Dispatches From The Internets

Software development 450 words per minute

No monitors, no problem. Tuukka Ojala on his experience of being a blind developer.

Speech or braille alone can’t paint an accurate representation of how a window is laid out visually. All the information is presented to me in a linear fashion. If you copy a web page and paste it into notepad you get a rough idea of how web pages look to me. It’s just a bunch of lines stacked on top of another with most of the formatting stripped out. However, a screen reader can pick up on the semantics used in the HTML of the web page, so that links, headings, form fields etc. are announced to me correctly. That’s right: I don’t know that a check box is a check box if it’s only styled to look like one. However, more on that later; I’ll be devoting an entire post to this subject. Just remember that the example I just gave is a crime against humanity.


Remember Palm’s WebOS? Maybe not, but Apple and Google definitely do

WebOS… so far ahead of its time:

  • Web code for apps (see PWAs),
  • Multiple synchronized calendars,
  • Unified social media & contact management,
  • Curved displays
  • Wireless charging
  • Integrated text and Web messaging
  • Unintrusive notifications
  • “Cards” for running apps
  • No home button (it used swipe instead)
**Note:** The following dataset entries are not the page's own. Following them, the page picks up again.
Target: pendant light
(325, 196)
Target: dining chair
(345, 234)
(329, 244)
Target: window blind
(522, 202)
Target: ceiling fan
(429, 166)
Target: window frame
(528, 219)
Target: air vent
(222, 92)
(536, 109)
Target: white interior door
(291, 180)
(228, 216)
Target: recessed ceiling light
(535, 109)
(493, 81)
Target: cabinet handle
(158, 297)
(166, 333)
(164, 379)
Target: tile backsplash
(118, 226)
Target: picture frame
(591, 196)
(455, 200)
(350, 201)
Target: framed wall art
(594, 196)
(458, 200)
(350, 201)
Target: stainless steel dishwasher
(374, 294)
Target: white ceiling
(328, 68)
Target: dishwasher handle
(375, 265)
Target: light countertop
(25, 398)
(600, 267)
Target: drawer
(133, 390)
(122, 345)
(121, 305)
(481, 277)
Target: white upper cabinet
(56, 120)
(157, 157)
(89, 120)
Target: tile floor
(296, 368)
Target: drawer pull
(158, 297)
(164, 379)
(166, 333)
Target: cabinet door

And all of these features were available eight years ago!


Categories land in the Web App Manifest

Starting in early May, Rob Dolin began advocating for adding a categories member to the Web App Manifest spec. It was something we’d been discussing for a while now. It’s a feature that will be incredibly useful to users, especially as it relates to PWAs in the Windows Store, other app stores, and in catalogs. This weekend, our hard work paid off and it was added to the spec!